Presidente del consiglio comunale fiorentino, consigliere regionale, è arrivato l'aut-aut: o lascia un incarico o la sospensione per due anni. Ma Giani ha fatto ricorso alla commissione nazionale. E' stallo nel Pd

Eugenio Giani da una parte, il Pd Toscano dall’altra. In mezzo una storia tormentata e una carica di troppo. Si perché Giani a Firenze è molte cose: è presidente del Coni così come della Fondazione Casa Buonarroti. E se spostiamo il baricentro in campo istituzionale, lo troviamo seduto sia in consiglio comunale fiorentino, da presidente, sia in quello regionale. Ed è proprio per via di questo doppio incarico che il dibattito interno al Partito democratico si è infiammato. Le regole dello statuto che negano questa possibilità; Giani che non sente ragioni, che non percepisce lo stipendio dal Comune di Firenze, e tira dritto sul doppio binario.

Così durante il corso del 2012; così anche in questi ultimi giorni in cui la polemica ha ripreso fiato. A far divampare l’incendio tra le mura di casa la scelta della commissione regionale di garanzia – ovvero quell’organo deputato a vegliare su regole e etica del partito – di dimettersi in blocco. E qui la storia si fa complicata: la commissione infatti aveva pronto l’ennesima lettere di diffida da inviare a Giani. La missiva conteneva un invito categorico: dimettersi da uno dei due incarichi entro 15 giorni; pena l’esclusione dal Pd per due anni. Lettera scritta e mai spedita. O meglio spedita ma con comodo. I perché delle mancata consegna stanno proprio nel passo indietro dei garanti: è stata una scelta politica, buona per non agitare le acque già di per sé turbolente nei giorni in cui c’era da decidere sui Grandi Elettori regionali da inviare a Roma per l’elezione del Presidente della Repubblica.

C’era di mezzo un accordo che avrebbe dovuto portare Renzi a Montecitorio nei giorni dell’elezione. Intesa saltata il giorno del voto, quando l’assemblea ha rimesso in sella Monaci, il presidente dell’assemblea regionale. Renzi che attacca a testa bassa, mettendo nel mirino i vertici romani, Bersani e Franceschini su tutti, il Pd Toscano che finisce nell’occhio del ciclone. Per il caso Giani non c’era tempo.

‘Fascicolo’ che tuttavia è stato riaperto a fine buriana: la lettera che infine viene consegnata, i membri della commissione che si dimettono e Giani che impugna il provvedimento di fronte alla commissione nazionale guidata da Luigi Berlinguer.
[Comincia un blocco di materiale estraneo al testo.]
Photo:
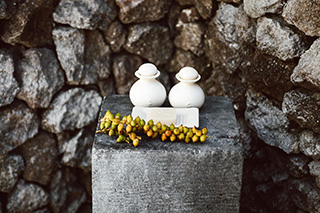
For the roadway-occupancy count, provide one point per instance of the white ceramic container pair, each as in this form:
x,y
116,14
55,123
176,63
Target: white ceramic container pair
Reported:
x,y
148,92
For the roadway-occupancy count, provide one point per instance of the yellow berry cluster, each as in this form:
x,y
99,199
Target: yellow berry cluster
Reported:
x,y
125,129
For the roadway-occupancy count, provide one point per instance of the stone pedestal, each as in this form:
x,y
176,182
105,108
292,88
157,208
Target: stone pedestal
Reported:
x,y
161,176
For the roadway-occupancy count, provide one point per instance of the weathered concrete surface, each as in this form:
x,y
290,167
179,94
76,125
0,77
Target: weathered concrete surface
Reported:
x,y
170,177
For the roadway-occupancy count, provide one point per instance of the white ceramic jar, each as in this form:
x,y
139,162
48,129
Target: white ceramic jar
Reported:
x,y
147,91
187,93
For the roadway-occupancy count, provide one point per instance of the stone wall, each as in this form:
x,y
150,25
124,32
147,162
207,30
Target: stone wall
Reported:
x,y
59,58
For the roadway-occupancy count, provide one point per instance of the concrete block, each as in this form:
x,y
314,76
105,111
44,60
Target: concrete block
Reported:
x,y
161,176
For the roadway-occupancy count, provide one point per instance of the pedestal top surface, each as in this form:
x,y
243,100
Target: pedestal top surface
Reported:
x,y
217,114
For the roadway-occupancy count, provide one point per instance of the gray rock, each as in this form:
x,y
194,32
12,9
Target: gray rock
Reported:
x,y
26,197
8,84
306,73
305,195
142,11
72,109
83,56
298,165
221,83
40,75
40,154
270,123
309,144
269,75
18,124
70,47
277,39
115,35
107,87
246,27
314,167
257,8
221,40
150,41
185,2
188,15
190,38
97,55
124,67
231,1
75,150
204,8
304,14
10,170
29,24
85,14
149,177
183,58
65,194
303,107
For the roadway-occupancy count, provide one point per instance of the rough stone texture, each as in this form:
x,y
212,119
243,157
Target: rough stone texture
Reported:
x,y
204,8
72,109
277,39
183,58
85,14
10,170
150,41
159,176
107,87
309,144
245,27
4,14
65,194
190,38
40,77
303,107
83,56
270,123
269,75
306,73
115,35
189,15
76,149
304,14
314,167
305,195
124,67
257,8
142,10
27,19
40,154
221,40
18,124
26,197
223,84
97,55
8,84
298,165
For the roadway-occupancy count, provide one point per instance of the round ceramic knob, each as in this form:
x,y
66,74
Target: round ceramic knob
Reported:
x,y
187,93
147,91
147,70
188,73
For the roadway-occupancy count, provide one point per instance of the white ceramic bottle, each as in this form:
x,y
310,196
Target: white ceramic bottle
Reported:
x,y
147,91
187,93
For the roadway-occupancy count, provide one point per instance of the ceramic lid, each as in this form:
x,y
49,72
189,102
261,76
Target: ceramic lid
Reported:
x,y
188,74
147,70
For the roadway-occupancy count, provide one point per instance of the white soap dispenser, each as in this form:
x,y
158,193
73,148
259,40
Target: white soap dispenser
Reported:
x,y
187,93
147,91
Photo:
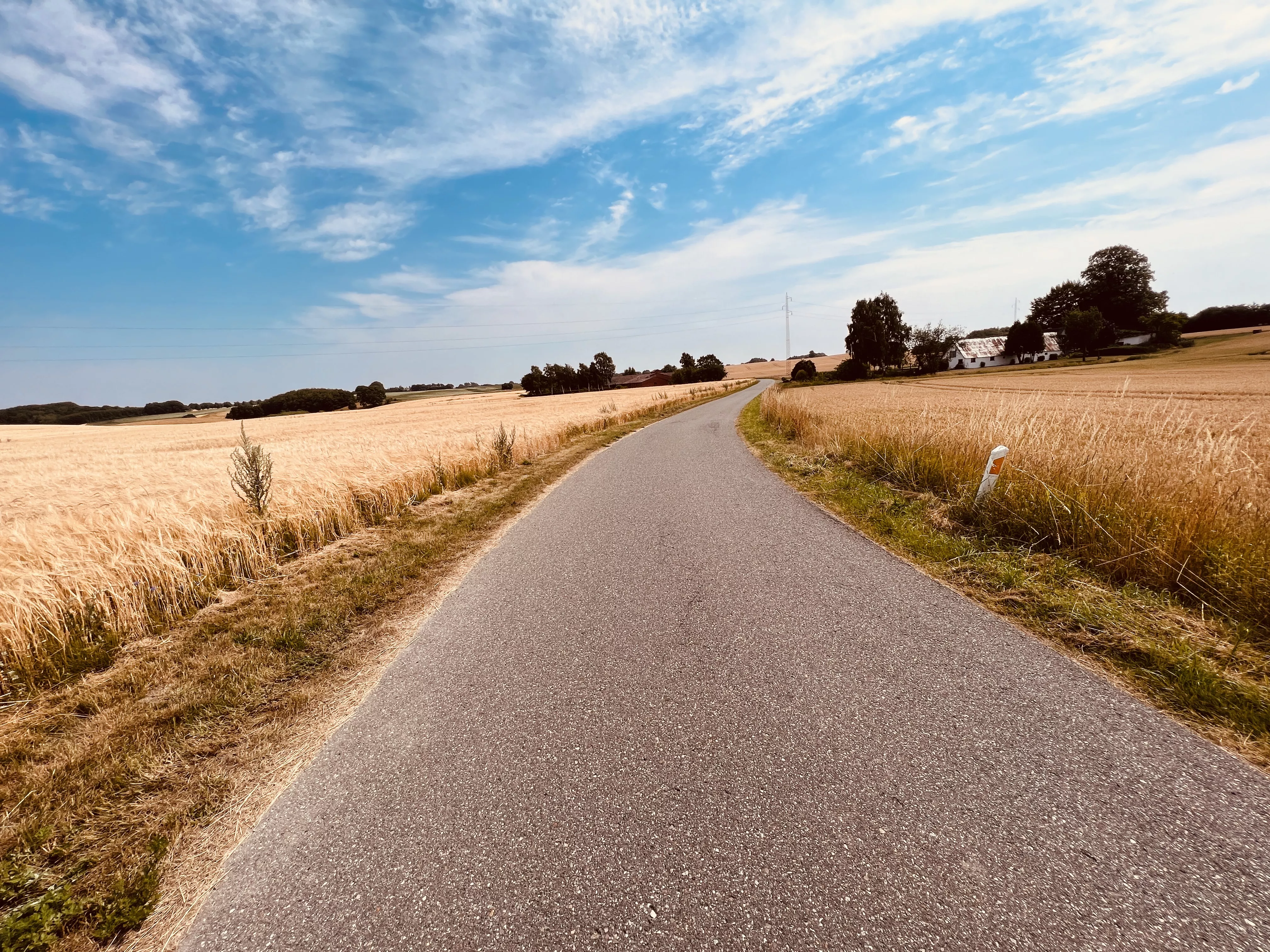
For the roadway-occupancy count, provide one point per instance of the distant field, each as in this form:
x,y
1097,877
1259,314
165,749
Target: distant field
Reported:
x,y
118,526
1153,470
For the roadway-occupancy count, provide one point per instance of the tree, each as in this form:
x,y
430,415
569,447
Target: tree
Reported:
x,y
930,346
1025,338
851,369
804,370
1118,284
878,334
686,371
371,395
1166,328
1085,332
252,473
604,369
710,369
535,382
1051,309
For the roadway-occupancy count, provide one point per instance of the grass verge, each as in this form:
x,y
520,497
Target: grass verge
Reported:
x,y
124,789
1194,667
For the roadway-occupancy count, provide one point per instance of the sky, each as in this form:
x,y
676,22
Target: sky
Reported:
x,y
223,200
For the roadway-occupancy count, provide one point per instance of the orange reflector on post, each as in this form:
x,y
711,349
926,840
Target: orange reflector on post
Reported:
x,y
991,471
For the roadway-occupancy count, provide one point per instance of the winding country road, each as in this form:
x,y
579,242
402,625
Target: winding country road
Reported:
x,y
680,707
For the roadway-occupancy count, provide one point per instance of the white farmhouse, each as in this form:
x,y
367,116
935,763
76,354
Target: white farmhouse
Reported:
x,y
991,352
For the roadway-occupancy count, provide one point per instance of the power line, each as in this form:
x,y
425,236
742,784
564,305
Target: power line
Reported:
x,y
383,327
323,343
346,352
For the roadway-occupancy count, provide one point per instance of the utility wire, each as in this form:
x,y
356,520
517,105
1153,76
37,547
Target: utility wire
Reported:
x,y
384,327
346,352
328,343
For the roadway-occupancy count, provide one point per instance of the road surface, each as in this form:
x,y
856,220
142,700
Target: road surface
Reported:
x,y
681,707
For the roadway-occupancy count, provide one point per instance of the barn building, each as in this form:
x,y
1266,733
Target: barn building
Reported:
x,y
991,352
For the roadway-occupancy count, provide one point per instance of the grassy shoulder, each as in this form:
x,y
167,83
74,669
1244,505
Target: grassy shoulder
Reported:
x,y
1196,668
124,787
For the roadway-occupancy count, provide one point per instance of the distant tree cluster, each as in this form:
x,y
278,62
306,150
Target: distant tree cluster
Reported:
x,y
804,370
698,370
314,400
1228,318
308,400
371,395
72,414
1113,298
878,336
564,379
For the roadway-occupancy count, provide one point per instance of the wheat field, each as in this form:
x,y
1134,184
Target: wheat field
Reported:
x,y
116,529
1154,471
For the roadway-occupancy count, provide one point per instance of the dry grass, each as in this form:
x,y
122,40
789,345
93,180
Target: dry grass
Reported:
x,y
107,531
123,790
1146,471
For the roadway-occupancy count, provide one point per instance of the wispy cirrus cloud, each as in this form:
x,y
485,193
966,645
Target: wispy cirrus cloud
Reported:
x,y
1236,86
255,97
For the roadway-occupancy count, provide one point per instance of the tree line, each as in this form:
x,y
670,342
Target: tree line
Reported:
x,y
313,400
72,414
599,375
1113,298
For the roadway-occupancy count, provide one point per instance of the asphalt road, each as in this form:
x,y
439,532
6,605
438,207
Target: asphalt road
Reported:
x,y
681,707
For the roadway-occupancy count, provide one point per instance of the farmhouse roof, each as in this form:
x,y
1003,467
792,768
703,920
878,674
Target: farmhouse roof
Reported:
x,y
985,348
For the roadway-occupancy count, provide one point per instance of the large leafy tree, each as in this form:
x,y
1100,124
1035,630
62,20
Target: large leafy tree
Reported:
x,y
710,367
604,370
1025,338
878,334
1118,284
1085,332
930,346
1051,309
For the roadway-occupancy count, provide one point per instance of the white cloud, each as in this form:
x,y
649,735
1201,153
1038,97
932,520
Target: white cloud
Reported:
x,y
1203,219
18,201
355,231
268,210
606,230
1124,54
58,55
1231,87
381,308
416,280
495,84
348,233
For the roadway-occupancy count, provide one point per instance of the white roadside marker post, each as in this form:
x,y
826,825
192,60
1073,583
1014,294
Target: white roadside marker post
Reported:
x,y
991,473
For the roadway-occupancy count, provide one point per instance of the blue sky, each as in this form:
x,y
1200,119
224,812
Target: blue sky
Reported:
x,y
208,201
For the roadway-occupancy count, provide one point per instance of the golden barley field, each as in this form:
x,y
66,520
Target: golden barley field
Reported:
x,y
113,529
1155,471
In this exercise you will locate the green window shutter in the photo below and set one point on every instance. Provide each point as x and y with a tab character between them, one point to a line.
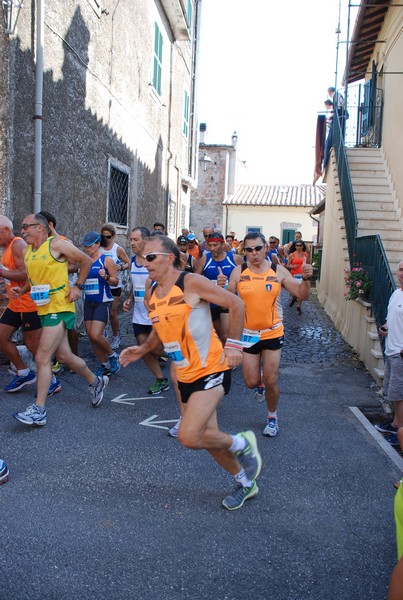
185	129
157	70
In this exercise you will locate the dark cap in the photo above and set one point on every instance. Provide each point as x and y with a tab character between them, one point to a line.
91	238
214	237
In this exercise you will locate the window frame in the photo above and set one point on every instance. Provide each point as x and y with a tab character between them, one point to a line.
157	59
114	163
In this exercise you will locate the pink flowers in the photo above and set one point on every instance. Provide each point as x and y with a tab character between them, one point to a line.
358	283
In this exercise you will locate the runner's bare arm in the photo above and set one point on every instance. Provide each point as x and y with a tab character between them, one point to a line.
20	273
300	290
133	353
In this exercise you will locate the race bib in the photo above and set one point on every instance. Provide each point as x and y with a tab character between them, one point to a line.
40	294
173	350
138	294
250	337
91	286
6	281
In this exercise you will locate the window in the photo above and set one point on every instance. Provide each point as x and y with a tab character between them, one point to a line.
96	6
189	12
251	229
185	128
118	200
157	68
287	236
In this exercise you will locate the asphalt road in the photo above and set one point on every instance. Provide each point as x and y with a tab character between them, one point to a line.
101	506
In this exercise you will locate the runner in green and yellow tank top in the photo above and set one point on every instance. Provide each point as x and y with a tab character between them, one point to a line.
46	260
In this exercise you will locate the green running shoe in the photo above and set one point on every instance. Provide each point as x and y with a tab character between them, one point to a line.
249	458
239	495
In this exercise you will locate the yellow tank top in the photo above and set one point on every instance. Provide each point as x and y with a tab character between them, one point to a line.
44	269
261	295
187	334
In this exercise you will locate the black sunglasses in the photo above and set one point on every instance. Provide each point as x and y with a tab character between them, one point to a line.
256	248
153	256
25	226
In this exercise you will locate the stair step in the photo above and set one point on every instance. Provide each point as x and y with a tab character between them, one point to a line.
379	372
392	234
384	215
374	188
371	198
392	245
380	225
357	179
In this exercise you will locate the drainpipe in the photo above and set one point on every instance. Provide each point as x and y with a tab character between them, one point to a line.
38	106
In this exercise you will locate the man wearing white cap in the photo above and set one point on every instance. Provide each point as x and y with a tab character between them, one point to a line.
46	260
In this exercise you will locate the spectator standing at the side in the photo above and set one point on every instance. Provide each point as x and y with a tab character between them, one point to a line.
392	331
122	262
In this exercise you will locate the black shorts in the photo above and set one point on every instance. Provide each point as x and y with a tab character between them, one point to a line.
27	321
138	328
273	344
216	311
205	383
96	311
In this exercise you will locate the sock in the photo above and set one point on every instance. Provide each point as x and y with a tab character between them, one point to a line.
242	479
238	443
23	372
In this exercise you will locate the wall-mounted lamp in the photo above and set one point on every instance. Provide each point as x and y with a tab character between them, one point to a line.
205	161
11	12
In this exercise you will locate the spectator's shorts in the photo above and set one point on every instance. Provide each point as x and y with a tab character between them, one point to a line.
393	379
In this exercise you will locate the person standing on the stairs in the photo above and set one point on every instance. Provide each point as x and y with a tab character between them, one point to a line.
392	331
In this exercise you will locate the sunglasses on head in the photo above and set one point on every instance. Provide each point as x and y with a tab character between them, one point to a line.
256	248
25	226
152	256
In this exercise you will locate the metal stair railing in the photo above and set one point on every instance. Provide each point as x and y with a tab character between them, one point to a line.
368	250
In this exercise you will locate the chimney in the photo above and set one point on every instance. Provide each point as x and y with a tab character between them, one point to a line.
203	130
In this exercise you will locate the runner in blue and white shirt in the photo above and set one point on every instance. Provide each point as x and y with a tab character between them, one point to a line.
217	265
141	323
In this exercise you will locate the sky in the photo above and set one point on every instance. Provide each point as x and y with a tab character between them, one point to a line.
264	70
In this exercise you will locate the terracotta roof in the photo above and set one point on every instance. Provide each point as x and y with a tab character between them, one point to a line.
369	22
305	196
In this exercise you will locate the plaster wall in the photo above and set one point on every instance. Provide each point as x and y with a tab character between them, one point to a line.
271	219
98	105
389	57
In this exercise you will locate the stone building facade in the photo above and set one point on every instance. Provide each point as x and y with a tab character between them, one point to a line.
118	135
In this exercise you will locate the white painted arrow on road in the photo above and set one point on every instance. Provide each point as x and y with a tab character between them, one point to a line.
130	401
150	423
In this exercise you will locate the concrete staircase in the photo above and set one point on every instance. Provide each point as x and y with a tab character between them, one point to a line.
377	213
375	201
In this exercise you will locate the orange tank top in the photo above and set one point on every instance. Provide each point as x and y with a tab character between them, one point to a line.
296	264
22	303
187	333
263	311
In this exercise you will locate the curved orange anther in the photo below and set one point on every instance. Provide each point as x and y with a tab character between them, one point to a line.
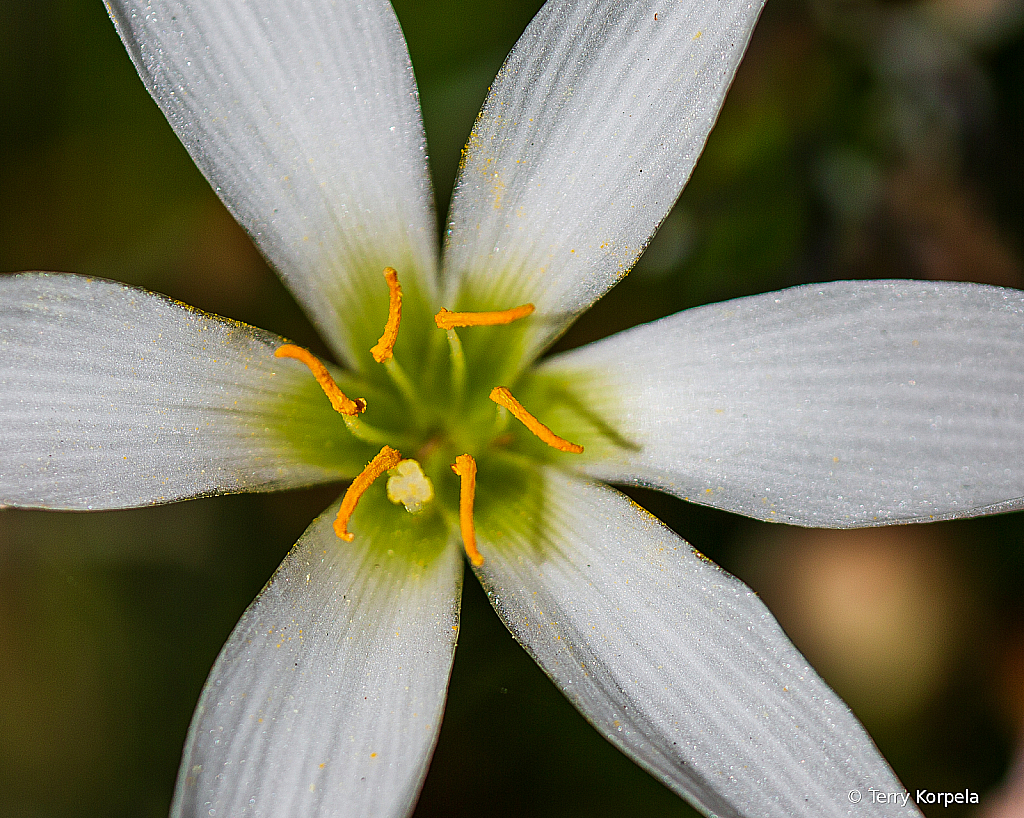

Un ricorso che nei fatti, in attesa di giudizio, ha sospeso gli effetti e le sanzioni prese dagli organi regionali. La tesi difensiva di Giani è semplice e in sostanza si rifà all’ordinamento americano: non si può essere giudicati due volte per lo stesso capo di imputazione. Un concetto che se traslato nelle vicende fiorentine è tradotto così: visto che il doppio incarico era già stato oggetto di ammonizione nel luglio del 2012 senza scaturire sanzioni, il caso, secondo Giani, è chiuso.